Events

Graduate Seminar Speaker, Dr. Michael King

Monday, November 17, 2014
3:00 pm - 4:00 pm

Location: CPE 2.204

Dr. Michael J. King, Professor at Texas A&M University, will present a lecture entitled "Diffuse Source Upscaling" as part of the Claude R. Hocott Graduate Seminar Series.

Bio:

Dr. Michael J. King is a Professor and Assistant Department Head in the Department of Petroleum Engineering at Texas A&M University. He is the holder of the LeSuer Chair in Reservoir Management and the Foundation CMG Chair in Robust Reduced Complexity Modeling. He became a Distinguished Member of the Society of Petroleum Engineers in 2013, and is recipient of the 2011 SPE Reservoir Description and Dynamics Award. He has also served as an SPE Distinguished Lecturer and is the co-author of the SPE textbook on Streamline Simulation: Theory and Practice. He joined A&M in 2009, after retiring from BP America as a Senior Advisor in Reservoir Modeling and Simulation. He was with BP for 27 years, both in the U.S. and overseas, in a variety of technology and operational roles. Research interests include reservoir characterization, reservoir management, fundamentals of flow in porous media, upscaling of geologic models for flow simulation, and more recently pressure and rate transient and unconventional reservoir analysis. His original training was in physics and mathematics, with a PhD in theoretical physics from Syracuse University in 1980 and physics and math BS degrees from The Cooper Union in 1976.

 

Abstract:

Static high resolution three dimensional geological models are routinely constructed to provide an integrated description of a reservoir which includes seismic, well log, and core data, and which characterize the reservoir heterogeneity at multiple scales. These models also represent the structure and stratigraphy of the reservoir within the design of the modeling grid, which may include fault blocks, faults, pinch-outs, layering and cross-bedding. The growth of computational resources has remained rapid, and both geologic models and flow simulation models have increased in size. 50 million cell geologic models are routine, while simulation models are typically one or two orders of magnitude coarser. Hence upscaling of the geologic models for flow simulation remains part of the subsurface workflows.

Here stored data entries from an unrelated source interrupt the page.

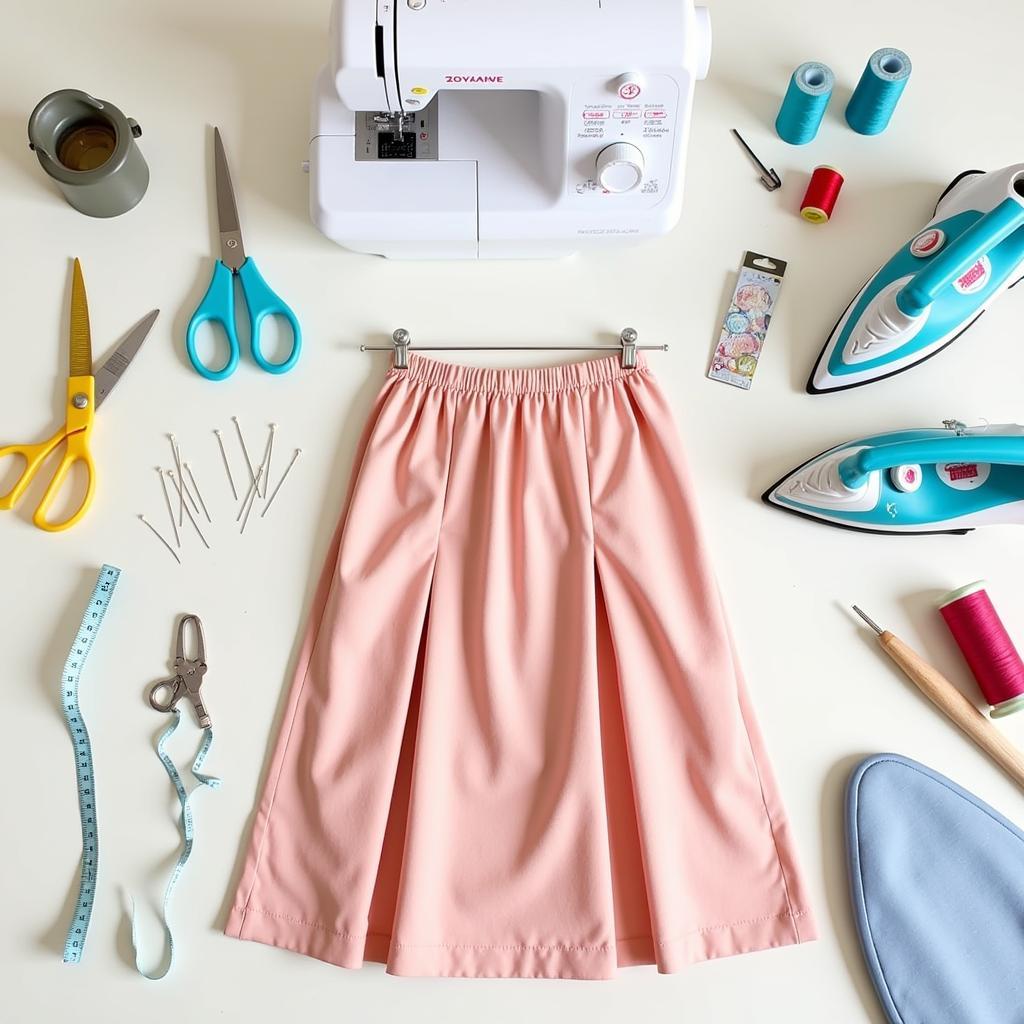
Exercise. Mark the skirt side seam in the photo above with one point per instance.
(312, 647)
(793, 914)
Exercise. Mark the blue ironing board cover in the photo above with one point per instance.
(937, 878)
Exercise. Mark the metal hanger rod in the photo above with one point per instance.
(515, 348)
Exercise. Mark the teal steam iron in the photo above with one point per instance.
(946, 480)
(935, 287)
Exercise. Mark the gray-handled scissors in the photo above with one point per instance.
(187, 678)
(218, 303)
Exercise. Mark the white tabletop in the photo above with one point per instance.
(824, 694)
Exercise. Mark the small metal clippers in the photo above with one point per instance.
(187, 678)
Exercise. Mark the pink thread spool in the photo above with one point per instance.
(981, 636)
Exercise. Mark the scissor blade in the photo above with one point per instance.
(110, 373)
(231, 250)
(80, 349)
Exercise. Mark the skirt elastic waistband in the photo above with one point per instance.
(539, 380)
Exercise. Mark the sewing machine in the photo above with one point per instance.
(496, 129)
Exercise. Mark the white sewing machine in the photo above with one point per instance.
(504, 128)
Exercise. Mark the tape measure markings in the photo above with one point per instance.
(71, 680)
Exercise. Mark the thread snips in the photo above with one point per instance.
(188, 675)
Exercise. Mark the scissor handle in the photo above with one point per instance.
(262, 301)
(75, 433)
(217, 306)
(78, 451)
(34, 456)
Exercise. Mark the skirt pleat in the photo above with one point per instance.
(517, 741)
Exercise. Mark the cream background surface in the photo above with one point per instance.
(824, 694)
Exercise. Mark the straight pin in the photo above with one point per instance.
(227, 466)
(252, 501)
(284, 475)
(192, 518)
(177, 463)
(188, 472)
(167, 501)
(157, 534)
(249, 494)
(188, 495)
(267, 456)
(245, 451)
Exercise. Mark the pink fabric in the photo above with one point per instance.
(517, 742)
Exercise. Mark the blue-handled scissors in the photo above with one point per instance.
(218, 303)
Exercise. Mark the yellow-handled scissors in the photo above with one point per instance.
(85, 393)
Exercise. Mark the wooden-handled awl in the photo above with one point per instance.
(950, 701)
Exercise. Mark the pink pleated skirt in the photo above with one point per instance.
(517, 741)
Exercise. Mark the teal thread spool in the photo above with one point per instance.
(805, 101)
(878, 91)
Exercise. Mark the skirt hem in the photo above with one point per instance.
(566, 961)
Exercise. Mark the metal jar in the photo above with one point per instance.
(88, 147)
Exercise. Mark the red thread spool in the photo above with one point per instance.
(822, 190)
(981, 636)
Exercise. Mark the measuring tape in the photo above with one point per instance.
(91, 621)
(187, 827)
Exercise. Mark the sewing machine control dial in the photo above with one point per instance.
(620, 167)
(628, 86)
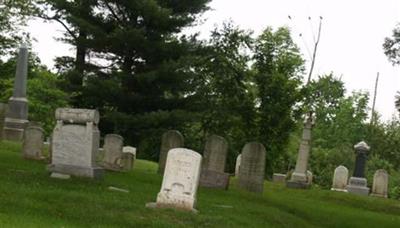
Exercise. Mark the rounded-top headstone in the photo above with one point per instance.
(169, 140)
(252, 167)
(215, 152)
(380, 184)
(340, 178)
(32, 145)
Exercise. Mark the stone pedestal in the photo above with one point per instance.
(358, 183)
(299, 178)
(17, 113)
(75, 143)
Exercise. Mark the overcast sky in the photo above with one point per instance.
(351, 40)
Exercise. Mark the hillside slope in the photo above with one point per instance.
(29, 198)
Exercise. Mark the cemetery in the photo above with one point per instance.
(145, 127)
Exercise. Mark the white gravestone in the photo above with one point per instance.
(237, 166)
(75, 143)
(340, 179)
(32, 145)
(128, 157)
(181, 180)
(113, 152)
(380, 184)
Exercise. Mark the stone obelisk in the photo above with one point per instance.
(299, 178)
(17, 113)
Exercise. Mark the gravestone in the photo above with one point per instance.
(32, 146)
(3, 109)
(279, 178)
(340, 178)
(358, 182)
(128, 157)
(237, 164)
(380, 184)
(252, 167)
(112, 159)
(75, 143)
(181, 180)
(213, 165)
(169, 140)
(17, 112)
(299, 178)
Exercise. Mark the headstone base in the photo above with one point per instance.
(155, 205)
(214, 179)
(79, 171)
(378, 195)
(358, 186)
(339, 190)
(297, 184)
(279, 178)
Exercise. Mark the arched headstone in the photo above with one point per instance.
(32, 146)
(169, 140)
(181, 180)
(252, 167)
(380, 184)
(340, 179)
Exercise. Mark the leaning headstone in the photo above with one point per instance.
(169, 140)
(340, 178)
(113, 152)
(75, 143)
(380, 184)
(215, 152)
(358, 182)
(299, 178)
(17, 112)
(32, 146)
(181, 180)
(252, 167)
(3, 109)
(279, 178)
(213, 165)
(237, 165)
(128, 157)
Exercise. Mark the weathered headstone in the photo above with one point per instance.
(380, 184)
(252, 167)
(181, 180)
(213, 165)
(32, 146)
(113, 152)
(299, 178)
(128, 157)
(75, 143)
(279, 178)
(17, 112)
(3, 109)
(358, 182)
(169, 140)
(340, 178)
(237, 164)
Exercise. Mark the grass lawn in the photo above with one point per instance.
(29, 198)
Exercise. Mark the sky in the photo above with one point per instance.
(351, 41)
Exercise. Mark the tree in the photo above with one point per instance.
(277, 71)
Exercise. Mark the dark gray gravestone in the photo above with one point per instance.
(252, 167)
(213, 165)
(358, 183)
(169, 140)
(17, 113)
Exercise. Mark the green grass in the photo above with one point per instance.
(29, 198)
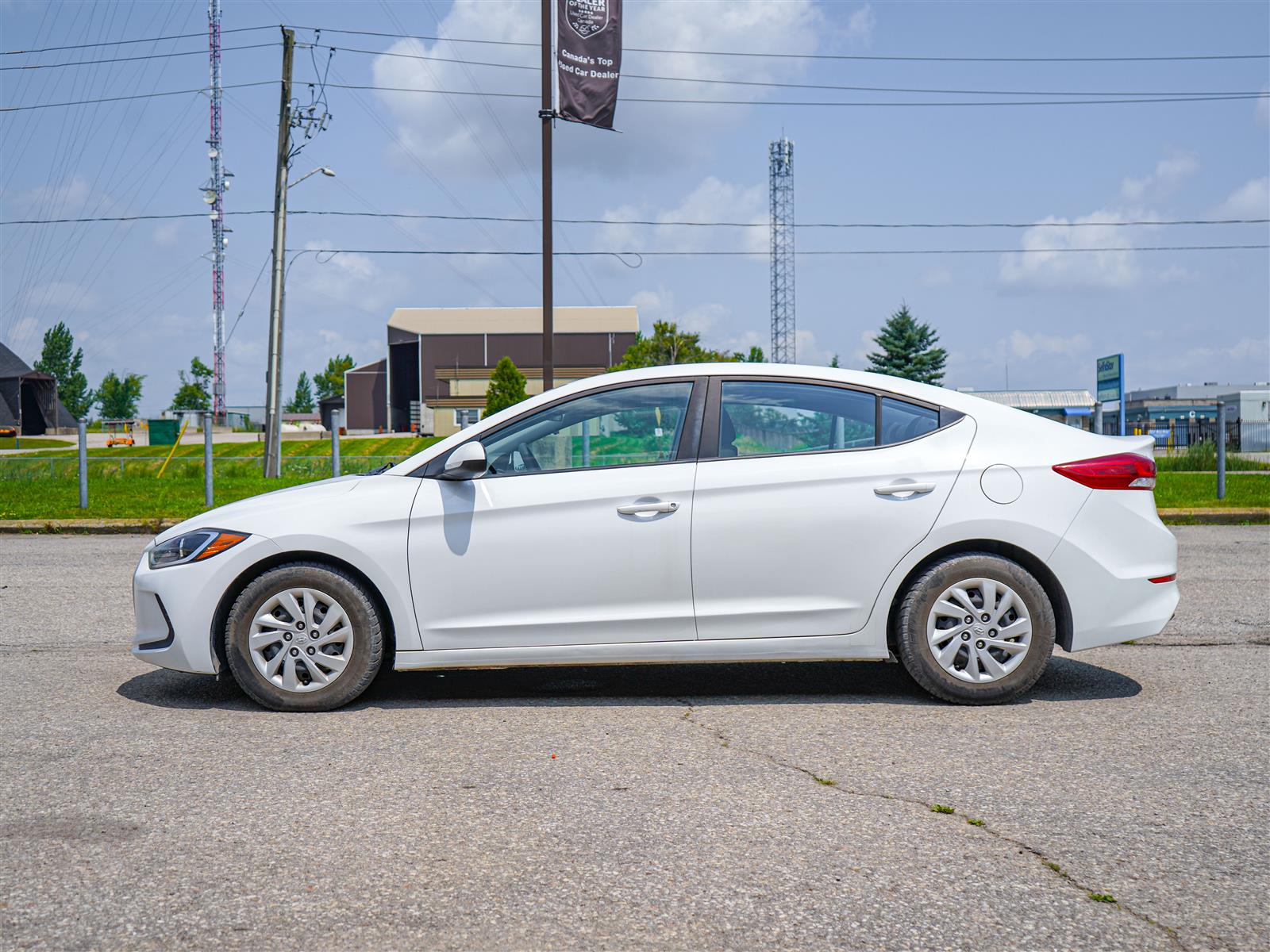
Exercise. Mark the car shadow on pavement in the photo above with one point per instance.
(760, 683)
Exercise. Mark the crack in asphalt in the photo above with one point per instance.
(1048, 862)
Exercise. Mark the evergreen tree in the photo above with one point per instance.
(506, 387)
(302, 400)
(60, 359)
(907, 348)
(330, 382)
(118, 397)
(194, 391)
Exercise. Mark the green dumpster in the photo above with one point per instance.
(163, 433)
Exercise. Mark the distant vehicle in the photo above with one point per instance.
(683, 514)
(118, 433)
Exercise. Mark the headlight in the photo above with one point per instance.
(194, 547)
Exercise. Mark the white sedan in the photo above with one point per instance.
(683, 514)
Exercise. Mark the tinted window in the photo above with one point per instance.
(901, 420)
(762, 418)
(615, 428)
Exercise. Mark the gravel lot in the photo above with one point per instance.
(742, 806)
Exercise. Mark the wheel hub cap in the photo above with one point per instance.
(294, 620)
(991, 613)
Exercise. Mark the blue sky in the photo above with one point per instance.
(137, 295)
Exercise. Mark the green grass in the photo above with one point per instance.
(33, 443)
(1183, 490)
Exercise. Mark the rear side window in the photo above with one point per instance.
(902, 420)
(762, 418)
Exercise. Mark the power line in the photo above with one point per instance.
(133, 59)
(141, 95)
(764, 254)
(821, 56)
(806, 86)
(124, 42)
(516, 220)
(835, 103)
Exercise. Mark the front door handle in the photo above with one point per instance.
(639, 508)
(897, 488)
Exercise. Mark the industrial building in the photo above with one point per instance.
(440, 359)
(1071, 406)
(29, 399)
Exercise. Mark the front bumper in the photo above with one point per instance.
(175, 607)
(1105, 564)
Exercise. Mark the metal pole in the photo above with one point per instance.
(1221, 450)
(273, 374)
(546, 113)
(207, 457)
(83, 425)
(334, 442)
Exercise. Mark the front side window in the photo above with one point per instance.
(626, 427)
(761, 418)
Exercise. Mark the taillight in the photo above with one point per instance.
(1118, 471)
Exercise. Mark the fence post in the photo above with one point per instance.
(83, 454)
(334, 442)
(1221, 450)
(207, 457)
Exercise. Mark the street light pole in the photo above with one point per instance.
(273, 374)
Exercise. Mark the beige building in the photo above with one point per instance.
(438, 362)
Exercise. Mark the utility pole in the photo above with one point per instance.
(215, 196)
(546, 113)
(273, 374)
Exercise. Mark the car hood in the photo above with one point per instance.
(247, 513)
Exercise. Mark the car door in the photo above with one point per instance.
(802, 507)
(578, 533)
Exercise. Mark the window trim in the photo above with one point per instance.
(690, 437)
(714, 410)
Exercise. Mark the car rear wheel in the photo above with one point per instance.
(304, 638)
(976, 628)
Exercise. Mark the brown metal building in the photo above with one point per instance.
(440, 359)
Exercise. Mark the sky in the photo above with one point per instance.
(137, 295)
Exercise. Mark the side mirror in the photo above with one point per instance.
(468, 463)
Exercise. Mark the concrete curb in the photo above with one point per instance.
(87, 527)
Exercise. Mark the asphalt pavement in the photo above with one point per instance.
(1123, 804)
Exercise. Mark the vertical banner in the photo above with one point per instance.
(588, 60)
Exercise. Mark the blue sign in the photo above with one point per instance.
(1110, 378)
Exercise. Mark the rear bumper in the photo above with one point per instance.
(1105, 564)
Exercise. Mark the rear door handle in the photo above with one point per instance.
(639, 508)
(897, 488)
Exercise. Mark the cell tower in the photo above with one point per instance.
(780, 155)
(214, 194)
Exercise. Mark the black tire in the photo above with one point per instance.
(366, 653)
(916, 653)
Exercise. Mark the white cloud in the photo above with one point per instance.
(1026, 346)
(1052, 257)
(1164, 181)
(861, 23)
(461, 136)
(1249, 201)
(710, 201)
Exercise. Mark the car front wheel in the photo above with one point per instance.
(976, 628)
(304, 638)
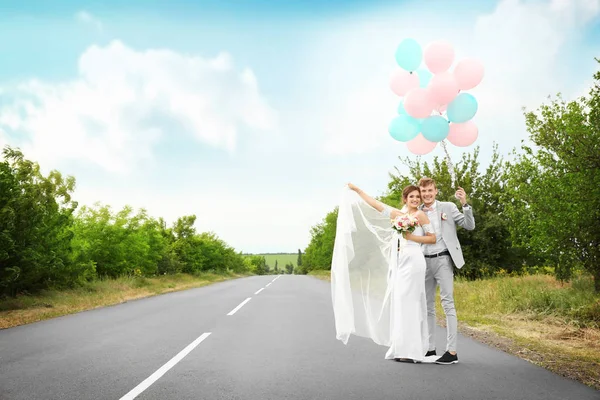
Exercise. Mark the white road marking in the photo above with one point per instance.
(240, 306)
(136, 391)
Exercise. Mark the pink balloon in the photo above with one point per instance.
(420, 146)
(403, 81)
(417, 103)
(443, 88)
(438, 56)
(468, 73)
(463, 135)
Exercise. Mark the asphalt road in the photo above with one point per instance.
(214, 343)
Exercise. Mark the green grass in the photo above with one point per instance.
(535, 317)
(54, 303)
(538, 296)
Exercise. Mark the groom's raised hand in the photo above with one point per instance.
(461, 195)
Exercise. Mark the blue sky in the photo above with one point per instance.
(253, 115)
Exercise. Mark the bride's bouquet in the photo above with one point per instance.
(405, 223)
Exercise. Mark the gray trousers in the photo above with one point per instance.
(439, 272)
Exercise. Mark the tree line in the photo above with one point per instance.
(46, 241)
(539, 211)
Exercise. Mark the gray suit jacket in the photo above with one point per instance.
(454, 217)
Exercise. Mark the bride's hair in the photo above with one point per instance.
(408, 190)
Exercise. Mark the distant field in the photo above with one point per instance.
(282, 259)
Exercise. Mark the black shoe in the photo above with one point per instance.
(447, 359)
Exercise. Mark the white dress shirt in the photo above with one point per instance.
(434, 217)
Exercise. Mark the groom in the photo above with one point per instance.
(444, 217)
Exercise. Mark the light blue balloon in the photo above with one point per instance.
(401, 110)
(435, 128)
(424, 77)
(409, 55)
(404, 128)
(462, 108)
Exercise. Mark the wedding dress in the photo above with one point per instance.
(378, 291)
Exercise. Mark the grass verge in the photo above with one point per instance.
(536, 318)
(54, 303)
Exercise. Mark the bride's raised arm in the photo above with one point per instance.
(379, 206)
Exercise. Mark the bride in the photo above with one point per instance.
(378, 274)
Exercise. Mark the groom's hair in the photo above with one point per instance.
(425, 181)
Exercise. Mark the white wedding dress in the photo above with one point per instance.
(377, 291)
(408, 313)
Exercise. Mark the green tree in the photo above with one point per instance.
(319, 252)
(488, 247)
(36, 214)
(554, 187)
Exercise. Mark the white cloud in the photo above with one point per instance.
(521, 43)
(124, 102)
(87, 18)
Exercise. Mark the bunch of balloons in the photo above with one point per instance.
(434, 105)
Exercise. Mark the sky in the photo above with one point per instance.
(253, 115)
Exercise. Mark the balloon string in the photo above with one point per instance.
(449, 161)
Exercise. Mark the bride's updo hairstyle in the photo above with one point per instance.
(408, 190)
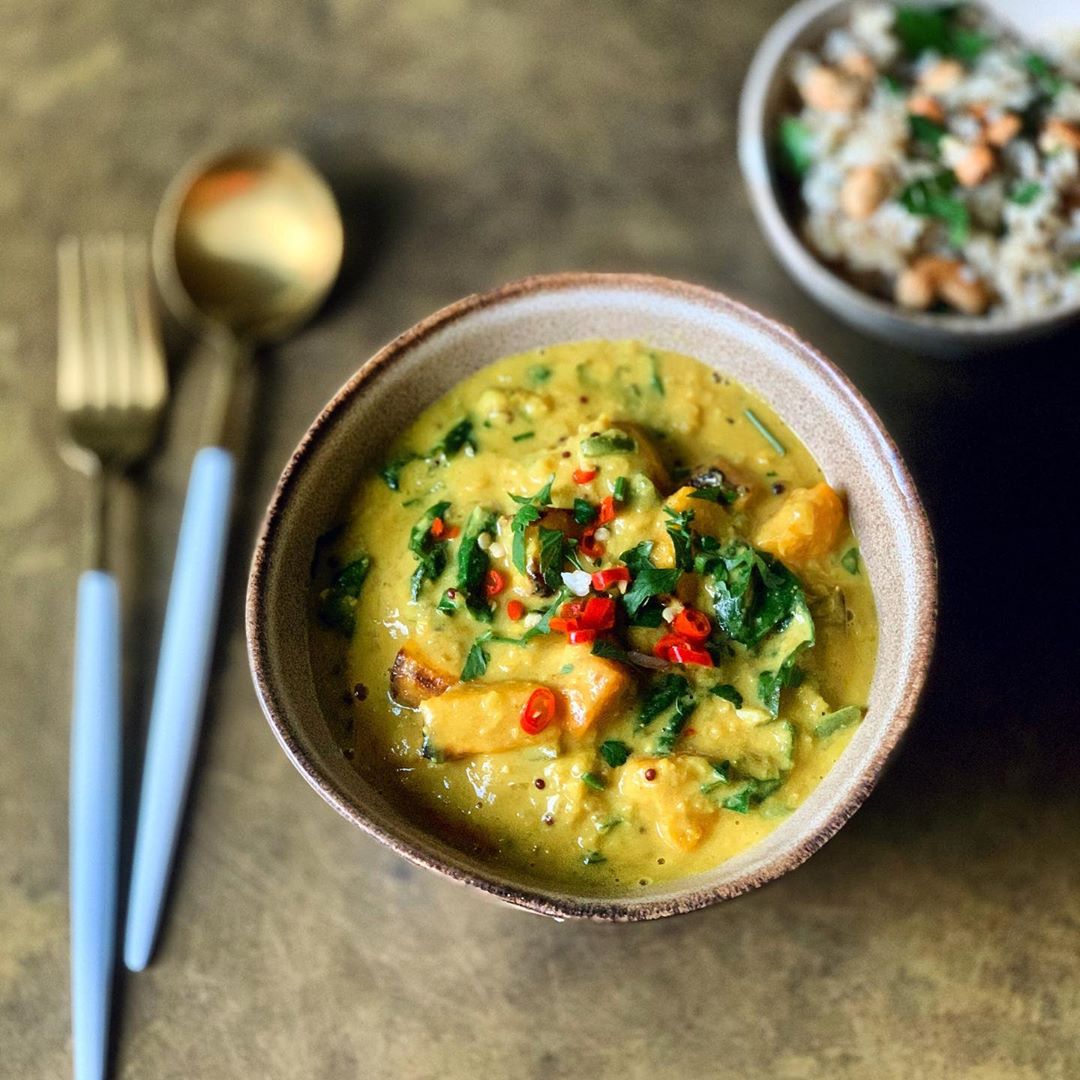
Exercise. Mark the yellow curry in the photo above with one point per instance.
(603, 619)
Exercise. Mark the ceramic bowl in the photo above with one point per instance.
(765, 97)
(395, 385)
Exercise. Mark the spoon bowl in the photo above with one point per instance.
(250, 240)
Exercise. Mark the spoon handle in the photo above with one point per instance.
(94, 819)
(187, 649)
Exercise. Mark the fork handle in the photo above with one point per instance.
(187, 648)
(94, 818)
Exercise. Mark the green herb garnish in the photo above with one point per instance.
(834, 721)
(608, 442)
(764, 432)
(728, 692)
(615, 753)
(337, 604)
(796, 146)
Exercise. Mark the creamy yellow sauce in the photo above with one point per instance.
(677, 805)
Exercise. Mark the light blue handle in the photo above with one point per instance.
(95, 818)
(187, 648)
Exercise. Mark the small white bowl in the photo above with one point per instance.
(765, 94)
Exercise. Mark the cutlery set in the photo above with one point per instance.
(246, 246)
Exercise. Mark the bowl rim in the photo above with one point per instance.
(615, 908)
(837, 293)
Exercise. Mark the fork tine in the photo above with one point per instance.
(118, 321)
(97, 328)
(148, 358)
(70, 370)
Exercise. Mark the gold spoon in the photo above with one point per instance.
(246, 245)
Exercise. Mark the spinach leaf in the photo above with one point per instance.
(337, 604)
(728, 692)
(678, 529)
(551, 556)
(615, 753)
(648, 580)
(473, 563)
(660, 697)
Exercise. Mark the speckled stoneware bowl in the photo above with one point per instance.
(826, 412)
(766, 95)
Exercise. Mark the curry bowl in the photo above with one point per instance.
(352, 436)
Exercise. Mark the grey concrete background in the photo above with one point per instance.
(935, 936)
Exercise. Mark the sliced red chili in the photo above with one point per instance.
(604, 579)
(663, 647)
(686, 653)
(598, 612)
(539, 711)
(692, 624)
(589, 545)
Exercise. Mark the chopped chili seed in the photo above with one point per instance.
(692, 624)
(538, 712)
(686, 653)
(604, 579)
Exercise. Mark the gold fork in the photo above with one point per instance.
(111, 389)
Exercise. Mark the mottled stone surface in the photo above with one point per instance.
(935, 936)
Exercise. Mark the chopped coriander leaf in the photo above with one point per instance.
(476, 661)
(610, 650)
(728, 692)
(337, 604)
(796, 146)
(608, 442)
(673, 729)
(660, 697)
(458, 437)
(656, 380)
(615, 753)
(1025, 193)
(932, 197)
(530, 510)
(552, 543)
(764, 432)
(473, 563)
(834, 721)
(584, 512)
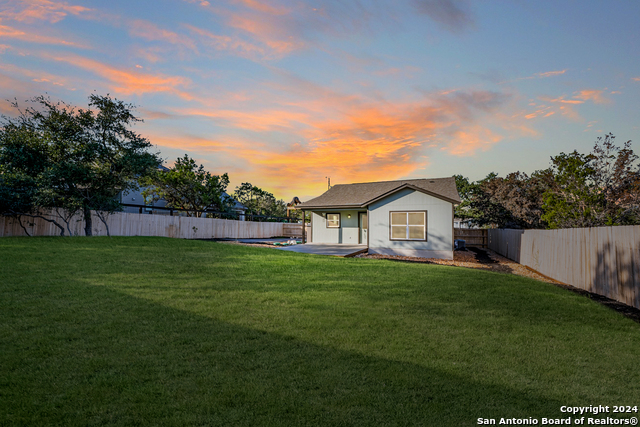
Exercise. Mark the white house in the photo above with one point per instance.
(409, 217)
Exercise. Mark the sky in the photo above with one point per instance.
(285, 93)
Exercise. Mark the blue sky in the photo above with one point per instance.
(284, 93)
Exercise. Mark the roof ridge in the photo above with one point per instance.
(395, 180)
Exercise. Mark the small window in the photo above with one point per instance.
(333, 220)
(408, 226)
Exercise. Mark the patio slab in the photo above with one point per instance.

The industry also faces new reservoir engineering challenges. Unconventional reservoirs (tight gas / shale oil / shale gas) have sufficiently low permeabilities that the time for pressure transients are no longer measured in hours or days, but instead are measured in decades or longer. The separation between transient testing and steady state reservoir management is no longer applicable. Historically, our upscaling algorithms have relied upon steady state concepts of flow, which are no longer applicable.

In the current study, a novel diffuse source upscaling approach is described. It applies pressure transient drainage volume concepts to the calculation of the effective flow between reservoir simulation coarse cell pairs. Unlike the usual steady state upscaling algorithms, it is a completely local calculation and is not dependent upon knowledge of, or assumptions about, global reservoir flow patterns. Its use is not restricted to unconventional reservoirs, however, it is well suited to performance prediction within unconventional reservoirs as the concept of undrained volume fraction can be used to validate the upscaling and pseudo steady state reservoir simulation assumptions. The approach is tested using the conventional reservoir SPE10 waterflood data set. It is then validated at field scale using an onshore US tight gas reservoir model. The approach is shown to reduce simulation run times by up to two orders of magnitude without significant loss of accuracy in performance prediction.